President Trump's move to eliminate civil service protections for a wide number of federal employees was challenged in federal court Tuesday by Public Employees for Environmental Responsibility, which maintained the effort exceeds the president's authority.
Under the president's plan, thousands of federal employees with civil service protections would be converted to at-will employees, meaning they could be fired without cause.
The Republican's move wasn't the first time such an effort was made. Early in the 19th century a "spoils system" had evolved by which presidents filled positions with loyalists. The modern civil service system was adopted in 1883, according to the lawsuit.
“Donald Trump’s executive order reverses course on 140 years of civil service reform meant to ensure federal employees have the required skills and expertise to best serve the American people and protect the civil service from dangerous nepotism and cronyism,” said Noah Bookbinder, president of Citizens for Responsibility and Ethics in Washington, one of PEER's clients in the lawsuit. “With one of his first acts in office, Donald Trump put the country on a path toward getting rid of merit-based hiring and staffing crucial government functions with unqualified loyalists.”

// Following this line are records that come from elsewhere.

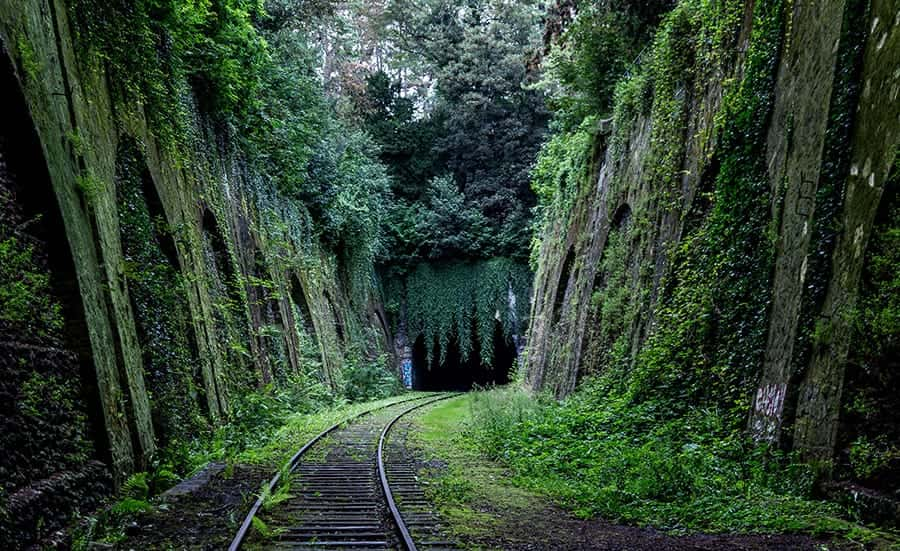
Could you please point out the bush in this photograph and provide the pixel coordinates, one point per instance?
(599, 454)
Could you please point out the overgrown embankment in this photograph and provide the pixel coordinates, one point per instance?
(209, 223)
(704, 227)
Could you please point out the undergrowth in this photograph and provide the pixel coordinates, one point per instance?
(601, 455)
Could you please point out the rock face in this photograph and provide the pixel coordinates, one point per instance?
(177, 280)
(717, 237)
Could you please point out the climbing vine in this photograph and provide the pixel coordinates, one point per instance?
(466, 300)
(158, 296)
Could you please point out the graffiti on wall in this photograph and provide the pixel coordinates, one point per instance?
(406, 373)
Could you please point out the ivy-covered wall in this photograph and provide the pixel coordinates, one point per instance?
(196, 280)
(704, 245)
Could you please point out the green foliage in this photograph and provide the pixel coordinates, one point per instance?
(27, 59)
(871, 434)
(158, 298)
(25, 298)
(593, 53)
(136, 487)
(562, 165)
(459, 130)
(130, 506)
(368, 379)
(465, 300)
(153, 48)
(600, 454)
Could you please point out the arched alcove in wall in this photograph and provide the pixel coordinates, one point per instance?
(562, 284)
(298, 297)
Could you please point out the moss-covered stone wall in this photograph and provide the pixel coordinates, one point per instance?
(190, 269)
(749, 151)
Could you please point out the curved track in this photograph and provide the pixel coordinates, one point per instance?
(334, 500)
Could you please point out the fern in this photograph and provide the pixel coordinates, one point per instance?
(130, 506)
(136, 487)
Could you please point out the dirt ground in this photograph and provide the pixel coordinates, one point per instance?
(205, 517)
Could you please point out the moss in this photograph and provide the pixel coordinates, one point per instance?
(25, 298)
(158, 296)
(28, 60)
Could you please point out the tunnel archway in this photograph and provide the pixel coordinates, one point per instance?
(444, 370)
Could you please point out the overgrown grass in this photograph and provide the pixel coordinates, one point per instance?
(599, 455)
(299, 428)
(474, 496)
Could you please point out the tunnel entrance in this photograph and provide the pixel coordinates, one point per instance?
(456, 373)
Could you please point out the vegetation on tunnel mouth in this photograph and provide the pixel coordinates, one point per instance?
(658, 239)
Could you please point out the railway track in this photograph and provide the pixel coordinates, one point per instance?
(344, 494)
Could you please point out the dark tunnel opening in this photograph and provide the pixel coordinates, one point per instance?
(455, 373)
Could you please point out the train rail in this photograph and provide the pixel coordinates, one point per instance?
(344, 495)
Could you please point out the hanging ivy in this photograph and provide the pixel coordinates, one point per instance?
(466, 300)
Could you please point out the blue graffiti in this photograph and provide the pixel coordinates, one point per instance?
(406, 373)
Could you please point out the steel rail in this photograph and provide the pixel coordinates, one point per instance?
(405, 536)
(295, 460)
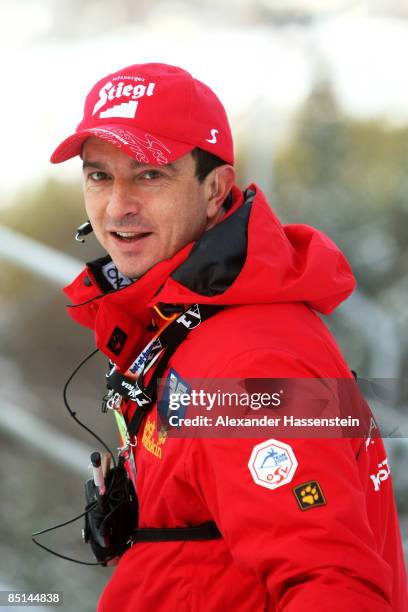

Trump moved during his first term to reduce many civil service protections and reclassify jobs as "policy" positions that would serve at the president's pleasure. Part of the executive order he signed to create a new category of the federal workforce stated that agencies needed “the flexibility to expeditiously remove poorly performing employees from these positions without facing extensive delays or litigation.”
President Biden revoked the order before it took effect. Many organizations feared Trump's effort would fill the federal government with loyalists who would do his bidding.
However, Trump revived the move last week.
“This profoundly troubling move advances efforts by the administration to politicize policymaking by removing scientists and experts and inserting, instead, those who will follow the wishes of political leaders,” said Tim Whitehouse, PEER executive director. “It would allow political leaders to reach deep into federal agencies to remove and replace unknown and unheralded civil servants whose work is critical to keeping our country safe but whose viewpoints may run afoul of the prevailing political narrative of the day.”
PEER's lawsuit argues that Trump's efforts excede the president's "authority under the Civil Service Reform Act, purports to deprive federal employees of property rights without due process required by the Fifth Amendment, and requires federal agencies to violate the Administrative Procedure Act."